RE: [Digital BW] Banding fix?

2004-07-29 by Paul Roark

>>... there is banding (with all curves) 
>> throuout the region of 70% (grey) to 100% (black)... the banding is 
>> in the form of uneven gradients (banding pattern varies between 
>> curves).  ...

>You might want to try to add noise (1 or 2) using Photoshop "add noise".
> That should  fix the problem. ...

Noise may fix such problems, but fine-tuning the curves might be a better
way.  The reality of any "canned" profile is that printers and inkset
batches vary slightly.  A certain percentage of printers, especially, seem
to be out on the ends of the bell curve sufficiently that the canned curves
are too far off.

I suspect with the UT7 or UT2 relatively neutral curves, tweaking the blue
curve will fix the problem.  I'm guessing that the curve that drops very
steeply to turn on the black ink is the problem.  Moving the exiting points
up or down, as indicated by printing a 21-step test curve, is what I'd try.
The 21-step ramp should show the same bumps that are in the photo.
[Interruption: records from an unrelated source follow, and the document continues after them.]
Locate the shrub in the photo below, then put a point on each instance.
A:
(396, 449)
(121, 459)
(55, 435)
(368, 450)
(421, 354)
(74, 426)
Printing with no curves, using the "Color Controls," may also result in a
smooth ramp.  This is because there are no radical curves in the mix that
will magnify the printer variances.  If the "no curves" printing method
still shows bumps in the ramp, something else may be wrong.

Hopefully these wiggles in the ramp will not show up on too many systems,
but the reality of canned profiles or curves is that our relatively cheap
printers are amazing for the price -- but not perfectly consistent.